Für den Rheinauhafen entwickelte die Betreibergesellschaft Häfen- und Güterverkehr Köln AG zusammen mit der Stadt Köln das 21 Hektar große Areal und gab dem einst modernen Industriehafen ein stimmiges, in Teilen sehr cleanes Aussehen und Gefüge. Was Gehry für Düsseldorf, war Foster für Duisburg. Der 1991 aus einem Wettbewerb als Sieger hervorgegangene Masterplan von Foster + Partners sah eine Kombination aus Arbeit und Wohnen, Kultur und Freizeit vor. Anschließend wurden auf dem 90 Hektar großen Areal im Rahmen der Internationalen Bauausstellung IBA Emscher Park mehrere Bauvorhaben realisiert: das „Hafenforum“ von Foster, das Museum Küppersmühle und der Land Art-Künstler Dani Karavan schuf mit dem Garten der Erinnerung eine Landschaftsarchitektur, dessen Gebäudereste und Betonmauern mit den Betonarmen des Jüdischen Gemeindezentrums korrespondiert.
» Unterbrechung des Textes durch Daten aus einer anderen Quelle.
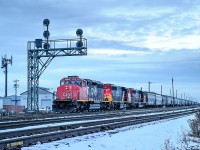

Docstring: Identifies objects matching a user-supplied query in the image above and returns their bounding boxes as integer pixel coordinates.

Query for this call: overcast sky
[0,0,199,101]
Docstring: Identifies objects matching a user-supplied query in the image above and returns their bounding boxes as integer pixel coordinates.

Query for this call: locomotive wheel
[68,106,77,113]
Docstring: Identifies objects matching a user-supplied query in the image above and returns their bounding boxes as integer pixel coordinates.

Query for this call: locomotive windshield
[60,79,82,86]
[60,81,65,85]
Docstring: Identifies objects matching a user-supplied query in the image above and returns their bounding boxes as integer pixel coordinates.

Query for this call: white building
[20,87,54,110]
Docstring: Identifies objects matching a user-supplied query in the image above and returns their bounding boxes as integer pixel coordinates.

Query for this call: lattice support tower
[27,19,87,110]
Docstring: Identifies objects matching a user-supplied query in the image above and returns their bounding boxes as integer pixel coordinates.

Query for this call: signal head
[43,43,50,49]
[76,29,83,36]
[76,41,83,47]
[43,19,50,26]
[43,31,50,38]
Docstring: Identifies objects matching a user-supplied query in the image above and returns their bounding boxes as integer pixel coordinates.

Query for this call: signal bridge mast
[27,19,87,111]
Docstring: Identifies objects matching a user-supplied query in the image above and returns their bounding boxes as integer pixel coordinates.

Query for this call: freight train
[52,76,198,112]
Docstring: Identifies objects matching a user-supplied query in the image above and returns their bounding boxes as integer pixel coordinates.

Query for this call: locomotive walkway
[0,106,199,149]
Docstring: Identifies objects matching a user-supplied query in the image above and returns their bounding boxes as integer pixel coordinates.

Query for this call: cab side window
[83,80,87,87]
[76,80,82,85]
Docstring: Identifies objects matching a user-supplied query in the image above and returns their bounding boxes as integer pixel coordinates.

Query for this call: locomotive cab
[103,84,113,102]
[53,76,88,112]
[57,76,88,101]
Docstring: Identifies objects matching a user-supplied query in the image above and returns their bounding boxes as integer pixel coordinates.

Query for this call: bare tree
[188,110,200,137]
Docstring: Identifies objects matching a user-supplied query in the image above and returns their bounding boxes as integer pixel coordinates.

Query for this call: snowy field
[22,115,196,150]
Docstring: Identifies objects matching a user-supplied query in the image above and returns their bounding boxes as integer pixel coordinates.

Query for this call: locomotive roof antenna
[27,19,87,111]
[1,55,12,97]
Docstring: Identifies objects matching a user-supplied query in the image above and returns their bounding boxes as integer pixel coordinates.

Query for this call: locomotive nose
[65,85,72,99]
[65,85,79,100]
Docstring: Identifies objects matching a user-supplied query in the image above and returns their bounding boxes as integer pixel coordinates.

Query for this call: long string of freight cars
[53,76,199,113]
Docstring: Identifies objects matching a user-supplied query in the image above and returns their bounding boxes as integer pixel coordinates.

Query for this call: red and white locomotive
[52,75,198,112]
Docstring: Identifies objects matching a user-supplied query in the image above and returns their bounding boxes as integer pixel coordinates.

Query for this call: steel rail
[0,106,195,122]
[0,107,182,130]
[0,109,196,140]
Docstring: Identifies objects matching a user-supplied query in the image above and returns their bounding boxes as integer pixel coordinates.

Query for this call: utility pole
[172,77,174,107]
[148,81,152,92]
[13,79,19,105]
[1,55,12,97]
[141,87,142,91]
[161,85,162,95]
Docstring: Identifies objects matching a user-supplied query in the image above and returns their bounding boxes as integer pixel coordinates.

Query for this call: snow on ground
[22,114,196,150]
[1,109,191,133]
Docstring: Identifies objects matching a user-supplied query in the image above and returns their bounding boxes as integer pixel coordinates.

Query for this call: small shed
[3,95,20,105]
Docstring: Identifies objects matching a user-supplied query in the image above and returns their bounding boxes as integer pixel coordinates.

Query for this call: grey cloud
[87,38,151,51]
[0,0,200,99]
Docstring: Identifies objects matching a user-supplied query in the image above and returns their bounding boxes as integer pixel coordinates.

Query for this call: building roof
[20,87,54,95]
[3,95,20,100]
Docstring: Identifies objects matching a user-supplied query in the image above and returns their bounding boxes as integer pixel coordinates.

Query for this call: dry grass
[161,110,200,150]
[188,110,200,137]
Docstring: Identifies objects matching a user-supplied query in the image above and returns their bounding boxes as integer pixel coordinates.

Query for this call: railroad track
[0,107,199,150]
[0,106,193,130]
[0,106,194,122]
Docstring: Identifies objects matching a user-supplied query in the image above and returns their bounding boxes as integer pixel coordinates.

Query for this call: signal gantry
[27,19,87,111]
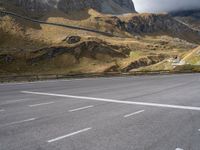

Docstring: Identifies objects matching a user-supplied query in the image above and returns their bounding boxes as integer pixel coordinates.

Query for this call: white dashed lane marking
[1,99,30,105]
[29,102,55,107]
[1,118,36,127]
[47,127,92,143]
[68,105,94,112]
[124,110,145,118]
[175,148,184,150]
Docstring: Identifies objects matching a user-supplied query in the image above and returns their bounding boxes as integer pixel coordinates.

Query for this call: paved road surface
[0,10,114,37]
[0,74,200,150]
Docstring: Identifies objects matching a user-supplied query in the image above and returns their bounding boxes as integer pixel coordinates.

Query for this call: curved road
[174,17,200,32]
[0,10,114,37]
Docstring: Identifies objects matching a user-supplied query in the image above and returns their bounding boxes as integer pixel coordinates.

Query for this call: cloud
[132,0,200,13]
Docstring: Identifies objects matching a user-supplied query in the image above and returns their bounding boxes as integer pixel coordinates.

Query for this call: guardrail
[0,70,196,83]
[0,10,115,37]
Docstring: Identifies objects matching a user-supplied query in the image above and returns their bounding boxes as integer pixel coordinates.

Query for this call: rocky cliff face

Als Besucher spürt man die 100jährige Geschichte des Hafen- und Handelsplatzes. Hier war das Zentrum des deutschen Getreidehandels. Bis vor 50 Jahren wurde an dieser Stelle Getreide gemahlen: der Duisburger Innenhafen hieß daher "Brotkorb des Reviers". Dann verlor er an Bedeutung. Ein großflächiger Abriss drohte. Heute ist von Getreide und Hafenarbeit nichts zu sehen und aus den Speichern sind Museen, Büros und Restaurants geworden. Die aufgeräumte, strukturierte Weite des neuen Innenhafens will nicht so recht passen zum Bild einer Krisenstadt mit 13 Prozent Arbeitslosigkeit und Problemvierteln. Stattdessen strahlen die hoch aufragenden Mühlen- und Speichergebäude selbstbewusst und klinkerrot. Wenn man um sie herumgeht, sind die Ein- und Umbauten zunächst kaum zu erkennen, wie z. B. bei der von Herzog & de Meuron umgestalteten und 1999 fertiggestellten Küppersmühle MKM Museum Duisburg. Zurückhaltung ist bei den Sanierungen der alten Häuser das größte Pluspunkt und auch so von LEG, THS, Kaiser Bautechnik und Foster + Partners, den Gewinnern des internationalen Masterplan-Wettbewerbs gewollt wie die Erweiterung mit moderner, multifunktionaler Architektur. Das wichtigste Ergebnis ist, dass die Menschen den neuen Wohn-Büro-Kultur-Hafen annehmen. Sie kommen mit ihren Kindern zum Spielplatz in der Nähe des Kultur- und Stadthistorischen Museums, halten mit ihren Liebsten Händchen, wenn sie durch den Altstadtpark flanieren und nutzen die verschiedenen Gastronomieangebote. Einige der Restaurants in der Werhahnmühle punkten mit dem historischen Ambiente, das nicht wegsaniert wurde. Überhaupt lohnt der Blick hinter die Kulissen. Einige der Neubauten, von denen der aus Duisburg stammende Architekt Jürgen Bahl verantwortlich ist, wie z. B. die Bürobauten Looper, Hitachi und Five Boats, zeigen sich in ihrer Glas-Stahl-Fassade allzu sauber, abweisend und modular. Umkreist man sie, überraschen sie mit Ein- und Ausblicken und ihrem Bezug zum Wasser. So zeigt sich das einem Katamaran nachempfundene H2-Office an der Schifferstraße von Bothe Richter Teherani futuristisch-offen. Wer eh hier ist, sollte in Richtung Autobahnbrücke der A59 gehen. Von hier hat man das gesamte Hafengelände im Blick. Hier fügen sich die alt-neuen Backsteinburgen und die glänzend-gläsernen Linear-Kästen zu einem harmonisch-ruhigen Gesamtbild.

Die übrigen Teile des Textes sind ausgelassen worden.